Flags: `-cosdist`, `-missingratio`, `-hamdist`, `-numblocks`, `-numchunks`,
`-auto`, `-centering`, `-seed`, `-quiet`. `-auto` forces automatic
parameter selection even if any of `-hamdist` / `-numblocks` /
`-numchunks` is also given. `-centering` subtracts the coordinate-wise
mean from the input vectors before both sketching and distance
computation (reported `cos_dist` is then between mean-shifted vectors).

## Memory note

`sketchsort.search(...)` collects every reported pair into memory before
returning.
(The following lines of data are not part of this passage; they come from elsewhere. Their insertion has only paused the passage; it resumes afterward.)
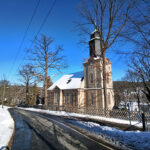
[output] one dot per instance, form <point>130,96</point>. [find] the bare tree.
<point>46,58</point>
<point>140,68</point>
<point>109,17</point>
<point>26,73</point>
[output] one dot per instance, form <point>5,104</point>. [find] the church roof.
<point>70,81</point>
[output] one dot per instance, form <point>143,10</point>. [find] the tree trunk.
<point>27,92</point>
<point>104,80</point>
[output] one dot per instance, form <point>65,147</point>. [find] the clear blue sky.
<point>14,18</point>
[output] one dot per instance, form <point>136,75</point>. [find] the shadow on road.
<point>4,148</point>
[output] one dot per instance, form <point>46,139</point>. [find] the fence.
<point>115,113</point>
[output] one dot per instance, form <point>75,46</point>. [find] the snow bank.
<point>131,139</point>
<point>63,113</point>
<point>6,126</point>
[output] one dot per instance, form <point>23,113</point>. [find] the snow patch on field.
<point>6,126</point>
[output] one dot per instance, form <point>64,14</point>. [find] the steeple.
<point>94,44</point>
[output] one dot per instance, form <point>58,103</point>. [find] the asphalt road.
<point>37,131</point>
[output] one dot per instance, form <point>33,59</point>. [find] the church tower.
<point>93,76</point>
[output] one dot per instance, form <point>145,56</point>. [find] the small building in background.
<point>85,89</point>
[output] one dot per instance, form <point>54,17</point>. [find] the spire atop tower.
<point>94,44</point>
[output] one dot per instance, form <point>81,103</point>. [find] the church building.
<point>85,89</point>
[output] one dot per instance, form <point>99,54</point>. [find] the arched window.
<point>92,99</point>
<point>91,78</point>
<point>108,97</point>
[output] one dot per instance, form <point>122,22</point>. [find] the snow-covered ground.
<point>6,126</point>
<point>126,139</point>
<point>63,113</point>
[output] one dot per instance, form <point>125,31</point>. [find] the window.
<point>57,98</point>
<point>108,96</point>
<point>91,78</point>
<point>70,99</point>
<point>65,99</point>
<point>92,102</point>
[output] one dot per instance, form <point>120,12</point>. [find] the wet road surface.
<point>37,131</point>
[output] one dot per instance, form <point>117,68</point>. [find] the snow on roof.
<point>70,81</point>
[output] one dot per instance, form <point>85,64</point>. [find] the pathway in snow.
<point>6,127</point>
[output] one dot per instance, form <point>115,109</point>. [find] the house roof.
<point>70,81</point>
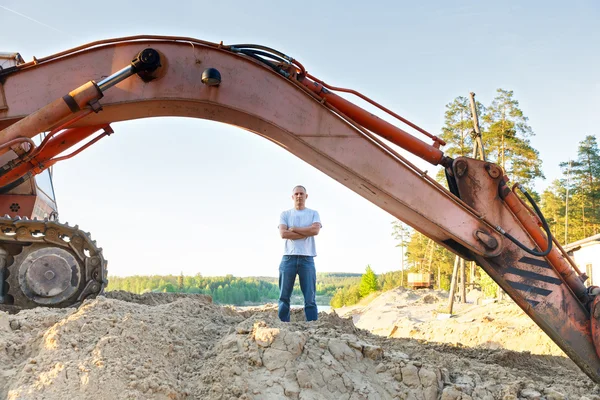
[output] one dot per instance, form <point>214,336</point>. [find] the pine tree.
<point>585,177</point>
<point>368,282</point>
<point>506,140</point>
<point>180,283</point>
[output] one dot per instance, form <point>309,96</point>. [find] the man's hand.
<point>289,233</point>
<point>312,230</point>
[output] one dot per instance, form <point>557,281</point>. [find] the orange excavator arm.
<point>78,92</point>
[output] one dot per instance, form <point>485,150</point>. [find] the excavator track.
<point>48,264</point>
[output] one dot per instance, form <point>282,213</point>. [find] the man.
<point>298,227</point>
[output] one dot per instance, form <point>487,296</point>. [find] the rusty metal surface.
<point>55,265</point>
<point>261,101</point>
<point>532,282</point>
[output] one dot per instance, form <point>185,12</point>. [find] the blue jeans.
<point>304,267</point>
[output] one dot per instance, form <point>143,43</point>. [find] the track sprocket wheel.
<point>58,266</point>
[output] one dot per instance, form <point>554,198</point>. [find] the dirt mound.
<point>160,346</point>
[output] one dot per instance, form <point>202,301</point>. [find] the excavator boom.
<point>270,94</point>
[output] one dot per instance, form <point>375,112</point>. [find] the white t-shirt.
<point>300,219</point>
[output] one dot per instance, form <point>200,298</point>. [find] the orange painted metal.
<point>555,257</point>
<point>532,282</point>
<point>437,142</point>
<point>375,124</point>
<point>42,158</point>
<point>51,115</point>
<point>17,205</point>
<point>261,101</point>
<point>595,322</point>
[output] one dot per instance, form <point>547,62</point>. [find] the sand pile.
<point>161,346</point>
<point>421,314</point>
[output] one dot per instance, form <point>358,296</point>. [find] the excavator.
<point>51,104</point>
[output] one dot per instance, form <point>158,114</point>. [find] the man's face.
<point>299,196</point>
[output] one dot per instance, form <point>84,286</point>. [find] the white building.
<point>586,253</point>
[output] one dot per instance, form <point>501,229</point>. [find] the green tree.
<point>506,140</point>
<point>584,215</point>
<point>401,232</point>
<point>368,282</point>
<point>553,208</point>
<point>458,127</point>
<point>180,283</point>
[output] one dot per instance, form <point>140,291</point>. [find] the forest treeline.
<point>228,289</point>
<point>570,204</point>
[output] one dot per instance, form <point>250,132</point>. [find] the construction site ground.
<point>175,346</point>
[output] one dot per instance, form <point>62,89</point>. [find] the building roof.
<point>579,243</point>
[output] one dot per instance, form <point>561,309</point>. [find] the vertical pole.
<point>402,253</point>
<point>567,206</point>
<point>463,283</point>
<point>453,286</point>
<point>478,145</point>
<point>3,255</point>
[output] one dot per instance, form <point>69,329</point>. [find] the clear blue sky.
<point>212,205</point>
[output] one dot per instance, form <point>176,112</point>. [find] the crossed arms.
<point>299,233</point>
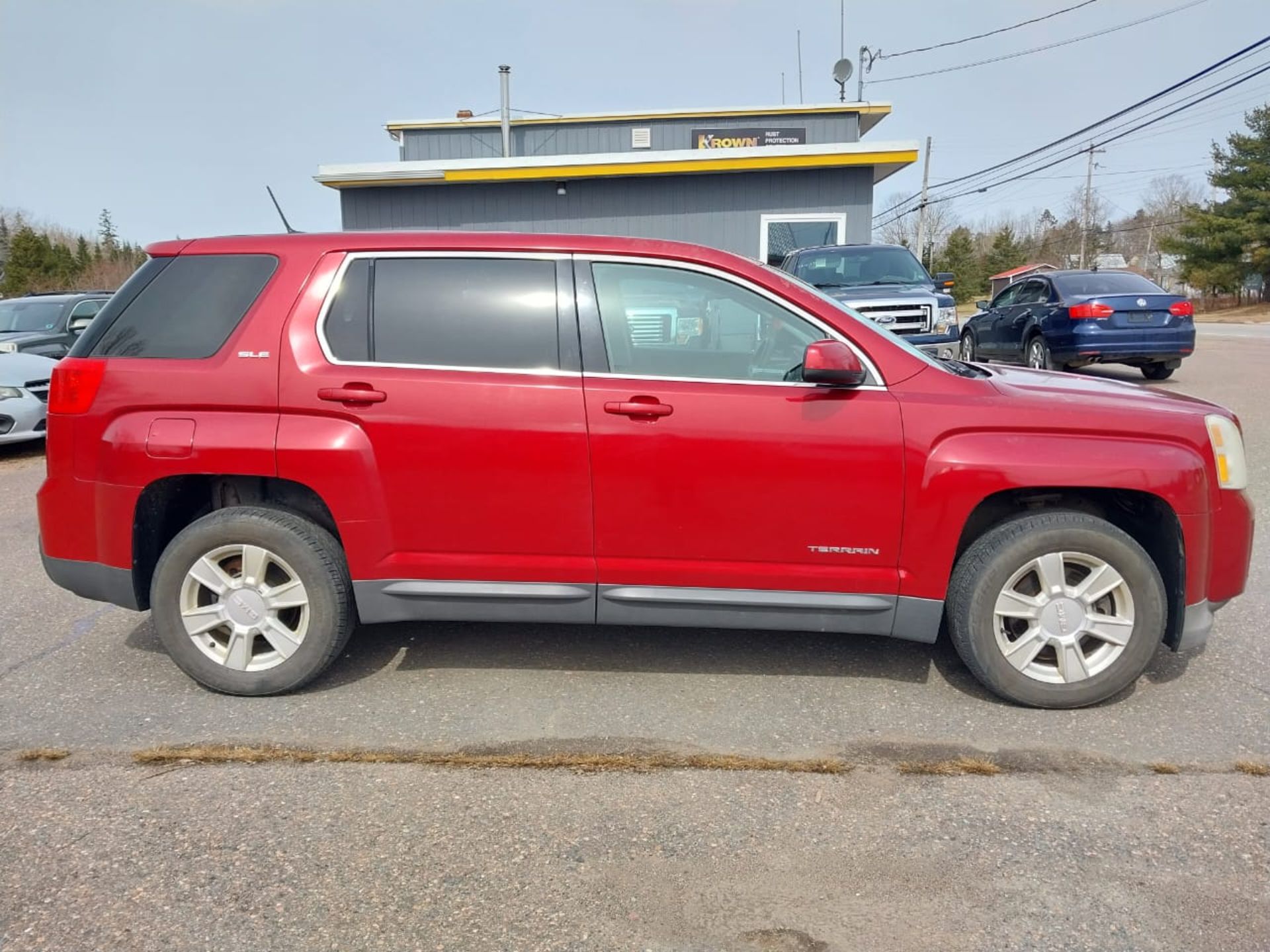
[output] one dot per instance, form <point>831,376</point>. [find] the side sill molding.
<point>408,601</point>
For large inputs at loose thresholds the result can be very
large (tens of millions of pairs are realistic). If memory is a concern,
use `sketchsort.run_from_file(...)` instead — it streams pairs to disk
while the algorithm runs.

## 0.1.0 release notes (based on upstream 0.0.8)

Breaking changes:

- **Deterministic by default.** v0.0.8 seeded the projection RNG with
  `time(0)` on every run, so results were non-reproducible. This release
  exposes a `seed` parameter (default `0`) and removes the time-based
  seeding on every code path — C++ CLI, Python `search()`, Python
  `run_from_file()`, and the `sketchsort` console script. To reproduce
  the old non-deterministic behaviour pass an explicit time-based seed,
  e.g. `sketchsort -seed $(date +%s) ...`.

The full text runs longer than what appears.